Parmi ces Anglais figuraient les plus grands spécialistes bibliques de l’époque. D’après la plupart des documents, ce furent William Whittingham et John Knox, tous deux calvinistes convaincus, qui entreprirent une nouvelle traduction de la Bible, peu après leur arrivée à Genève en 1555. Ils s’étaient rencontrés à Francfort, où Knox était le prédicateur des exilés anglais. Quand Whittingham et Knox furent chassés de Francfort à cause de leur position radicale, ils se rendirent tout droit à Genève, où ils étaient sûrs d’être bien accueillis.

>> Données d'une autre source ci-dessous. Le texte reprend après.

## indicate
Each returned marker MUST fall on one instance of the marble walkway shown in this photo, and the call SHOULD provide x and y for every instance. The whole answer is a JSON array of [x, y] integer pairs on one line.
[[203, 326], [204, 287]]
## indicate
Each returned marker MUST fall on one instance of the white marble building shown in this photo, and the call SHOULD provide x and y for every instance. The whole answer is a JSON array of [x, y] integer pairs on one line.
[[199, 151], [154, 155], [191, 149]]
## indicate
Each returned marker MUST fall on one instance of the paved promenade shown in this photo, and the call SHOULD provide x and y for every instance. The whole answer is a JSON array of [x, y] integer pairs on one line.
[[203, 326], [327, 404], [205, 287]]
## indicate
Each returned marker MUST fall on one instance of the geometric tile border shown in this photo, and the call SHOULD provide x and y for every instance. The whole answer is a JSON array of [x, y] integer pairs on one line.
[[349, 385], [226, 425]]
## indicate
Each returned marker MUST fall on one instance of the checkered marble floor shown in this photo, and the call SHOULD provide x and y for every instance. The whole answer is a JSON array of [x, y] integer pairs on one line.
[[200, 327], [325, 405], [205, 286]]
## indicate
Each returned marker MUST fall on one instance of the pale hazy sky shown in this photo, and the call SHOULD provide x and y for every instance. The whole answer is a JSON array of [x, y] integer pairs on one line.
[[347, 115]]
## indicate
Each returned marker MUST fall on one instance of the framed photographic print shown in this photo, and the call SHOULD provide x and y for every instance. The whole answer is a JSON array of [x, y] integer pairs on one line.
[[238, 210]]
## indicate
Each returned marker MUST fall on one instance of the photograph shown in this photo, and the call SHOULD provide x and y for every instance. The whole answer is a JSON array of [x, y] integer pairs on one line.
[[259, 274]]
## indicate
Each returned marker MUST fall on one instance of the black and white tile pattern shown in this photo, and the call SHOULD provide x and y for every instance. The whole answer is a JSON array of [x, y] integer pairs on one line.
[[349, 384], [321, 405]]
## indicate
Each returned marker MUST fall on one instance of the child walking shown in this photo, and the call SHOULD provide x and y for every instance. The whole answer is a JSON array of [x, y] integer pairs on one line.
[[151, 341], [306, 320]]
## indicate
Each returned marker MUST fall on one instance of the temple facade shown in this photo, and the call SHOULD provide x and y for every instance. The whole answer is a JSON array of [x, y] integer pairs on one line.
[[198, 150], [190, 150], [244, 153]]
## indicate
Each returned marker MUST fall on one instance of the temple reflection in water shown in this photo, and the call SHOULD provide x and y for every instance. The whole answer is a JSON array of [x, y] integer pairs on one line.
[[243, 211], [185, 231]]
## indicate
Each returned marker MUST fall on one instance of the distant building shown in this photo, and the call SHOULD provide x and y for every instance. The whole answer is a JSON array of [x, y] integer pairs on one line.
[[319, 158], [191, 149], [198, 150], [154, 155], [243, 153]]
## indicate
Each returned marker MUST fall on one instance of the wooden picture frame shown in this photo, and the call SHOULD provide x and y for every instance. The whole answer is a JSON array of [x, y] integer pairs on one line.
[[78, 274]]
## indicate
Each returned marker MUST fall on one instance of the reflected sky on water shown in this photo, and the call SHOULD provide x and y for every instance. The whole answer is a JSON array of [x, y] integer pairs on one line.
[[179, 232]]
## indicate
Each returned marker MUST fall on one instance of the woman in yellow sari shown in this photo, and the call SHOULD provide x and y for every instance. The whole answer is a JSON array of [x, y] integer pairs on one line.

Knox s’était converti au protestantisme vers 1545 et s’était très vite fait l’avocat de la Réforme en Écosse, son pays natal. Prédicateur brillant, il fut l’un des derniers leaders du mouvement protestant à s’enfuir après l’accès au trône de la reine Marie.
Dès son arrivée à Genève, il fut invité par Calvin à prêcher l’Évangile aux exilés anglais. Knox se plut beaucoup dans la capitale suisse et déclara que l’Église y était « l’école du Christ la plus parfaite » qui ait existé depuis l’époque du christianisme primitif.